Tel est le réalisme que je voudrais défendre dans ce livre[5].

La clef, si l’on veut s’extraire d’une telle métaphysique, fondamentalement absurde parce que, par principe, elle exclut la possibilité d’être autre chose que parfaitement vaine, consiste selon Benoist en un contextualisme épistémologique et un réalisme qu’on pourrait dire « déflationniste » sur le plan métaphysique, dont il a déjà avancé une première caractérisation dans ses Éléments de philosophie réaliste. À l’aide de ces deux outils théoriques, et pour reprendre les termes de la petite histoire racontée par Putnam, le Chevalier réaliste pourrait parvenir à honorer les termes de son contrat de mariage avec la Princesse du Sens commun, au lieu de finir par lui annoncer un beau matin et au milieu du petit déjeuner, qu’elle n’obtiendra finalement rien de ce qui lui avait été promis au moment de leurs voeux (à savoir des choses réelles, et pas seulement des choses « pensées »).

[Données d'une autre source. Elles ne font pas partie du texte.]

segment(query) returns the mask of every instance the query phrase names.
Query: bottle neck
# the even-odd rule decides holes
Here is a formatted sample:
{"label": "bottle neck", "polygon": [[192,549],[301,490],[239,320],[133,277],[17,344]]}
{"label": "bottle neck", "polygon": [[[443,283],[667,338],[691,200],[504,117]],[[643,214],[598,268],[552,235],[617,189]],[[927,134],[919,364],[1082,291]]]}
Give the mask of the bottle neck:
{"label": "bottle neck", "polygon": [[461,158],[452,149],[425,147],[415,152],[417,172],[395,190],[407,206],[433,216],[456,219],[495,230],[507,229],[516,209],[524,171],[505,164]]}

Ainsi, le réalisme que défend Benoist entend donner droit à nos intuitions ordinaires concernant ce qui est réel ou objectif et ce qui ne l’est pas, à la distinction que nous faisons habituellement entre les mots et les choses, le vrai et le faux, le naturel et le social, les normes et le monde. Avant de nous pencher sur la question de savoir s’il y parvient (la Princesse a-t-elle encore été flouée ?), tâchons d’en présenter les principaux traits et attraits.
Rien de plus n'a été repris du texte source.